The accessory or 11th cranial nerve is the only other nerve providing a significant motor supply on the head and neck that may be damaged during skin surgery. This nerve supplies sternocleidomastoid and the trapezius muscles. Division of this nerve results in weakness in raising or shrugging the shoulder on the affected side, winging of the scapula, and weakness of abduction of the arm. The deficit is therefore considerable and damage to the accessory nerve should be avoided.

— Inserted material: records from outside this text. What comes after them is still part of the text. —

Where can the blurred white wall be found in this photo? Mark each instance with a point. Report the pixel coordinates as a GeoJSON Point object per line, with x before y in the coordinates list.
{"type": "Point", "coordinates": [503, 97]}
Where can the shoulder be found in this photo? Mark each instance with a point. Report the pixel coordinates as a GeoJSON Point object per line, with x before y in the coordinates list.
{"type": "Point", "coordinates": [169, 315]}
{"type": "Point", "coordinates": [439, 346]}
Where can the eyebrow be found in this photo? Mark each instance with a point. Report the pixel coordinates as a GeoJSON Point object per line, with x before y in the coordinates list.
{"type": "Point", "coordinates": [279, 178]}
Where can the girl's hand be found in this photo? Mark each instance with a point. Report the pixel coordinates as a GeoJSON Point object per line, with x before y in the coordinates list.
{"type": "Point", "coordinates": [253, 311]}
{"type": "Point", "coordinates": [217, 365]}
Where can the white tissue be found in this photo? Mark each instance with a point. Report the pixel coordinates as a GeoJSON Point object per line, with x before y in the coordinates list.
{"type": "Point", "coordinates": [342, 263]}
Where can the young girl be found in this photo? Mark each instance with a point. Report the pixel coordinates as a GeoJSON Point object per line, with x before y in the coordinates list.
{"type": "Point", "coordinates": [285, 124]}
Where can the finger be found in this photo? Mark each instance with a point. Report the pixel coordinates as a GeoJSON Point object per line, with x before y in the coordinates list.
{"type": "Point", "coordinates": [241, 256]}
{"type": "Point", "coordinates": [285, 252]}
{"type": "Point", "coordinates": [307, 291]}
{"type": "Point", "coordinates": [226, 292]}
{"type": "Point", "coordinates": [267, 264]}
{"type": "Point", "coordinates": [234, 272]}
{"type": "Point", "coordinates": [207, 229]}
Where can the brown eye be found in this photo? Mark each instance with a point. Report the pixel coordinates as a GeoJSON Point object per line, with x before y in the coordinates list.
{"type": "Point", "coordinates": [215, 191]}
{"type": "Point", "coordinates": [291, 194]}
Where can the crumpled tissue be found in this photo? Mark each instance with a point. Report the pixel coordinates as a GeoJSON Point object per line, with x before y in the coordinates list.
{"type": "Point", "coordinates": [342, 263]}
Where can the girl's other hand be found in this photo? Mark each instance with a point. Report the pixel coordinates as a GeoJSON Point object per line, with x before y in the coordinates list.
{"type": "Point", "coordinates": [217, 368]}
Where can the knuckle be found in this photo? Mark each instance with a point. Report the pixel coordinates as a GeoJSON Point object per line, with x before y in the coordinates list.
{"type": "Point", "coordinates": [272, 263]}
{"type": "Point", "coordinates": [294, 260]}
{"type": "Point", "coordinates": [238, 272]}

A working knowledge of the superficial anatomy of the neck is important. The sternocleidomastoid muscle conveniently divides the neck into the anterior triangle (potentially hazardous) and posterior triangle (few hazards). In the anterior triangle of the neck there are many important structures. Provided the operator stays above the platysma muscle at this site these structures will be avoided. Operations beneath the platysma muscle in the anterior triangle of the neck should be avoided unless the operator has a detailed knowledge of the anatomy and is experienced in working in this area. However, sometimes the platysma muscle is readily identified, in other patients it is barely visible. Beware of the potential for deep incisions to be created during the removal of cysts from the neck.

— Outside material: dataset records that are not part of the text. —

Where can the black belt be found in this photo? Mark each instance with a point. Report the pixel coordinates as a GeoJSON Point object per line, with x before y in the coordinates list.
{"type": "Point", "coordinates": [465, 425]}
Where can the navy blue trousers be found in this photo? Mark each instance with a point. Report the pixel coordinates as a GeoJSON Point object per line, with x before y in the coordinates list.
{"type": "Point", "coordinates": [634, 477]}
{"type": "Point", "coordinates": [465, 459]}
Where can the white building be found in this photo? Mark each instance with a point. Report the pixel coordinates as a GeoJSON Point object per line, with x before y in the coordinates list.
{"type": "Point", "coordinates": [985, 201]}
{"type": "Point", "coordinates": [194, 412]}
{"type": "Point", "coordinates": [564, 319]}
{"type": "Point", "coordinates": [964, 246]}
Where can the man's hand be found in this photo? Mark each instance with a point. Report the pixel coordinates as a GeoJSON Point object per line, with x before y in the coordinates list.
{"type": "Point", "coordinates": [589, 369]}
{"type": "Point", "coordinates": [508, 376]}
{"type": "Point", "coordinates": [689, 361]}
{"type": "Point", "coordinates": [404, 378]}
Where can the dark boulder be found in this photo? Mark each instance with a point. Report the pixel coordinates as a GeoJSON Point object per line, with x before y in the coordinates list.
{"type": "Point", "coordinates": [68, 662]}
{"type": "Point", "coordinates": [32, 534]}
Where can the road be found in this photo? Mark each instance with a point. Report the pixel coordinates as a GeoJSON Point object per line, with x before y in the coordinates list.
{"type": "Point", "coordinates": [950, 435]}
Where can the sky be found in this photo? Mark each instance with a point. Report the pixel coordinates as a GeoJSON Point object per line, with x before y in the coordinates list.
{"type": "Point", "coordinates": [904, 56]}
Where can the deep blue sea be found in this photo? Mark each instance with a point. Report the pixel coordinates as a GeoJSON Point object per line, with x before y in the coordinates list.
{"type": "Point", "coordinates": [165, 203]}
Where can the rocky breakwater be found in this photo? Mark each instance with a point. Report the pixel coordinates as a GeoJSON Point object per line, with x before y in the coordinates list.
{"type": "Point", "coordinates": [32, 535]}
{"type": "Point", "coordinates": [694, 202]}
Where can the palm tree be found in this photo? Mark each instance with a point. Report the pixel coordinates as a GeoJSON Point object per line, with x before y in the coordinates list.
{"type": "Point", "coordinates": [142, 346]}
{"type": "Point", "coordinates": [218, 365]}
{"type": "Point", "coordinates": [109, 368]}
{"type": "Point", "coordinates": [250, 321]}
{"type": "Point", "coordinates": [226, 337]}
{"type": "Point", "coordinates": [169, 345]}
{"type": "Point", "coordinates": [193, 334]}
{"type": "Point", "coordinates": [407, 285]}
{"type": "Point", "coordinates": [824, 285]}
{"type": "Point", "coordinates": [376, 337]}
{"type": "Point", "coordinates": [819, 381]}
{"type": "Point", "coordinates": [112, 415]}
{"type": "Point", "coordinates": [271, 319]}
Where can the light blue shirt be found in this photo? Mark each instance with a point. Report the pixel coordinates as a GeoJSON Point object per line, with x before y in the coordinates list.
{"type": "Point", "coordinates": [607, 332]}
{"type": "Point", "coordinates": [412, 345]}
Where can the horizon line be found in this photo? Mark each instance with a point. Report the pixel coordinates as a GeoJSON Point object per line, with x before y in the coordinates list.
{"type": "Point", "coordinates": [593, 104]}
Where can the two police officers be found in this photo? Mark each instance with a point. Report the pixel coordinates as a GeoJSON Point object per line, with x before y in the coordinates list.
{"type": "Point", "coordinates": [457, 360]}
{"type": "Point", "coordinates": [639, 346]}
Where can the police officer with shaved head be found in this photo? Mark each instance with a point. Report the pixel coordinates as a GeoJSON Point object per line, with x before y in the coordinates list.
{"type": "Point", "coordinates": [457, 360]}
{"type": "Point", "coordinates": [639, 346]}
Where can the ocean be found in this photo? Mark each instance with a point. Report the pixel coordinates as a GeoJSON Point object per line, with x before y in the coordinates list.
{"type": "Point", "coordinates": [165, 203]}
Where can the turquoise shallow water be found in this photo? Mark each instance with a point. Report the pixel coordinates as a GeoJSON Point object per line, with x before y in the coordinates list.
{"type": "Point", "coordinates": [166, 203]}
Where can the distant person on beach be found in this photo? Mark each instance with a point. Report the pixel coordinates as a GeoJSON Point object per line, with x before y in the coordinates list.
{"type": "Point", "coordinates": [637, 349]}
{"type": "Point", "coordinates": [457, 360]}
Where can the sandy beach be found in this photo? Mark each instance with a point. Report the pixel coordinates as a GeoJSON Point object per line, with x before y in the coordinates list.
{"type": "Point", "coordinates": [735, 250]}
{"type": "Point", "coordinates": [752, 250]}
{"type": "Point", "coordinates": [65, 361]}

In the posterior triangle of the neck the accessory nerve is the only potentially hazardous structure. Its position in the neck is indicated by Erb’s Point; which is defined as the point where a plumb line dropped vertically from the midpoint between the angle of the jaw and the mastoid process crosses the posterior border of the sternocleidomastoid muscle. At Erb’s point the accessory nerve emerges from under the sternocleidomastoid muscle and runs downwards across the floor of the post triangle to insert into the trapezius muscle.

Trunk and Limb

Body Habitus

Important structures are much more likely to become easily visible in very thin individuals during skin surgery. For example, on the inner upper arm and lower leg, major nerves, veins and arteries may be visible in thin individuals immediately after skin excision.

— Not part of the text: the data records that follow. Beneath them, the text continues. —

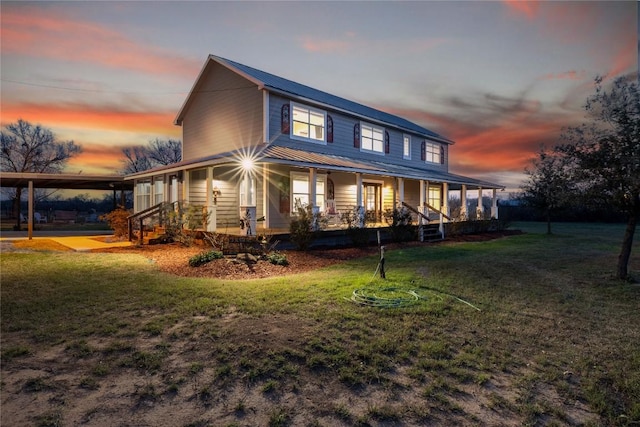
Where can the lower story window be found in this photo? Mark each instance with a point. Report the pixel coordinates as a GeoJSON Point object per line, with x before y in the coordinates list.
{"type": "Point", "coordinates": [143, 195]}
{"type": "Point", "coordinates": [435, 197]}
{"type": "Point", "coordinates": [248, 191]}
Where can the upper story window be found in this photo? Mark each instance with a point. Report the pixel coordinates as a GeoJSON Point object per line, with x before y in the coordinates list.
{"type": "Point", "coordinates": [434, 153]}
{"type": "Point", "coordinates": [308, 123]}
{"type": "Point", "coordinates": [371, 138]}
{"type": "Point", "coordinates": [406, 150]}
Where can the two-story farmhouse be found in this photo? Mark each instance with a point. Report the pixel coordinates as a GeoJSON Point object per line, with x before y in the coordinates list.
{"type": "Point", "coordinates": [255, 145]}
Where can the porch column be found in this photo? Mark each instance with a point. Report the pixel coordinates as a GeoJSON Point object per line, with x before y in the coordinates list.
{"type": "Point", "coordinates": [494, 205]}
{"type": "Point", "coordinates": [423, 209]}
{"type": "Point", "coordinates": [185, 186]}
{"type": "Point", "coordinates": [312, 186]}
{"type": "Point", "coordinates": [400, 191]}
{"type": "Point", "coordinates": [480, 209]}
{"type": "Point", "coordinates": [30, 211]}
{"type": "Point", "coordinates": [445, 198]}
{"type": "Point", "coordinates": [166, 197]}
{"type": "Point", "coordinates": [265, 194]}
{"type": "Point", "coordinates": [211, 209]}
{"type": "Point", "coordinates": [359, 204]}
{"type": "Point", "coordinates": [463, 203]}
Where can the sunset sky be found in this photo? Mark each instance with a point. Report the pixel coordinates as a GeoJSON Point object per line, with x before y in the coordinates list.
{"type": "Point", "coordinates": [498, 78]}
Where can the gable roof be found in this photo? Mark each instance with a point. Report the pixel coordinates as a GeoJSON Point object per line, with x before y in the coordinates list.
{"type": "Point", "coordinates": [292, 89]}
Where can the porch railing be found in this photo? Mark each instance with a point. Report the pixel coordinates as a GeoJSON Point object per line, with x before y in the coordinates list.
{"type": "Point", "coordinates": [421, 215]}
{"type": "Point", "coordinates": [158, 209]}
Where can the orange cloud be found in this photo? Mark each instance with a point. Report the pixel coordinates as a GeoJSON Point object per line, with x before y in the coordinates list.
{"type": "Point", "coordinates": [30, 31]}
{"type": "Point", "coordinates": [507, 144]}
{"type": "Point", "coordinates": [528, 8]}
{"type": "Point", "coordinates": [82, 116]}
{"type": "Point", "coordinates": [97, 159]}
{"type": "Point", "coordinates": [567, 75]}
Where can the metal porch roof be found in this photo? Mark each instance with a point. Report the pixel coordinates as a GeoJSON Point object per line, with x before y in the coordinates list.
{"type": "Point", "coordinates": [330, 162]}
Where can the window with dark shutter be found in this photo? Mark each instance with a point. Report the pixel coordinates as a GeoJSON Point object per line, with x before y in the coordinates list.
{"type": "Point", "coordinates": [285, 122]}
{"type": "Point", "coordinates": [356, 135]}
{"type": "Point", "coordinates": [386, 142]}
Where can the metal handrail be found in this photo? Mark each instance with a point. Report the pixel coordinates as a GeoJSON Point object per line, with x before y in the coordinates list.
{"type": "Point", "coordinates": [141, 216]}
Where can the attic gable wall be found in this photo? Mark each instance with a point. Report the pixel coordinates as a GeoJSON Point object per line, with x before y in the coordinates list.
{"type": "Point", "coordinates": [223, 114]}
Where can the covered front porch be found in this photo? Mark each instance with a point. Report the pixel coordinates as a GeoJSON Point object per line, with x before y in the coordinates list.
{"type": "Point", "coordinates": [243, 193]}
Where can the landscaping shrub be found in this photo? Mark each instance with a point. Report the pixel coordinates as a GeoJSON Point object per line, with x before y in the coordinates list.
{"type": "Point", "coordinates": [277, 258]}
{"type": "Point", "coordinates": [180, 223]}
{"type": "Point", "coordinates": [399, 221]}
{"type": "Point", "coordinates": [355, 219]}
{"type": "Point", "coordinates": [304, 228]}
{"type": "Point", "coordinates": [204, 258]}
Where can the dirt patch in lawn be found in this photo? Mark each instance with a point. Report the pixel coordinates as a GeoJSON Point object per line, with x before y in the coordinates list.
{"type": "Point", "coordinates": [173, 258]}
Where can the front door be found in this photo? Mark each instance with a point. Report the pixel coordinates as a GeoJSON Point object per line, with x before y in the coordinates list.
{"type": "Point", "coordinates": [373, 202]}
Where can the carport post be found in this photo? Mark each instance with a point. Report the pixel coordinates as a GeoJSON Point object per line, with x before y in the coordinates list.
{"type": "Point", "coordinates": [30, 211]}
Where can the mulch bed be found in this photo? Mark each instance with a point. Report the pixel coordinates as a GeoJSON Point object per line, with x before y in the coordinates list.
{"type": "Point", "coordinates": [173, 258]}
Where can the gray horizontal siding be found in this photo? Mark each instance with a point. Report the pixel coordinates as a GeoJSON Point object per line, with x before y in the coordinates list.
{"type": "Point", "coordinates": [343, 126]}
{"type": "Point", "coordinates": [225, 113]}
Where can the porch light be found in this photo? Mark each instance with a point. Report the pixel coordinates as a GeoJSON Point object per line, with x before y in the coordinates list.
{"type": "Point", "coordinates": [247, 164]}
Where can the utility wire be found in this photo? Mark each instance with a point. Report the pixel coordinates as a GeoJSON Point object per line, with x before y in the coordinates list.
{"type": "Point", "coordinates": [71, 89]}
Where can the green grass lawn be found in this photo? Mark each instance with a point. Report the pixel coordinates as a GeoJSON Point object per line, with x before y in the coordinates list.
{"type": "Point", "coordinates": [525, 330]}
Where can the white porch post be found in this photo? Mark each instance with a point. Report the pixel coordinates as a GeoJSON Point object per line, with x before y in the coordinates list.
{"type": "Point", "coordinates": [166, 197]}
{"type": "Point", "coordinates": [480, 209]}
{"type": "Point", "coordinates": [312, 186]}
{"type": "Point", "coordinates": [359, 204]}
{"type": "Point", "coordinates": [400, 191]}
{"type": "Point", "coordinates": [494, 205]}
{"type": "Point", "coordinates": [211, 208]}
{"type": "Point", "coordinates": [445, 198]}
{"type": "Point", "coordinates": [423, 209]}
{"type": "Point", "coordinates": [30, 211]}
{"type": "Point", "coordinates": [265, 194]}
{"type": "Point", "coordinates": [185, 186]}
{"type": "Point", "coordinates": [463, 202]}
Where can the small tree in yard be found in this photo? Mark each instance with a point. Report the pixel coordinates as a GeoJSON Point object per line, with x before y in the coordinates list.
{"type": "Point", "coordinates": [549, 186]}
{"type": "Point", "coordinates": [31, 148]}
{"type": "Point", "coordinates": [605, 153]}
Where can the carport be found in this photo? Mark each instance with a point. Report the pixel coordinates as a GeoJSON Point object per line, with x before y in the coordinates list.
{"type": "Point", "coordinates": [62, 181]}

Keloids and Hypertrophic Scars

Keloids are common on the upper chest and back. Young people, Afro-Caribbeans and individuals who already have keloids are particularly vulnerable. Operations at these site should be avoided unless absolutely essential.

Common (Lateral Popliteal) Peroneal Nerve

On the lateral aspect of the knee the common peroneal nerve (lateral popliteal) can be damaged as it winds round the neck of the fibula. At this site the nerve can be palpated against the bone. This motor nerve supplies foot dorsiflexors and elevators so that injury will result in foot drop.

Undermining levels at different body sites

Undermining increases skin mobility and this plays an essential part in the closure of skin defects. The level of undermining varies with body site and these have been listed below.

  • Head and neck – mid-fat.
  • Nose – beneath the facial musculature ie just above perichondrium and Periosteum
  • Scalp – in the subgaleal plane.
  • Forehead – beneath the frontalis muscle or in the deep fat above the frontalis muscle.
  • Trunk and limbs – wide excisions are best undermined just above the deep fascia or in the deep fat.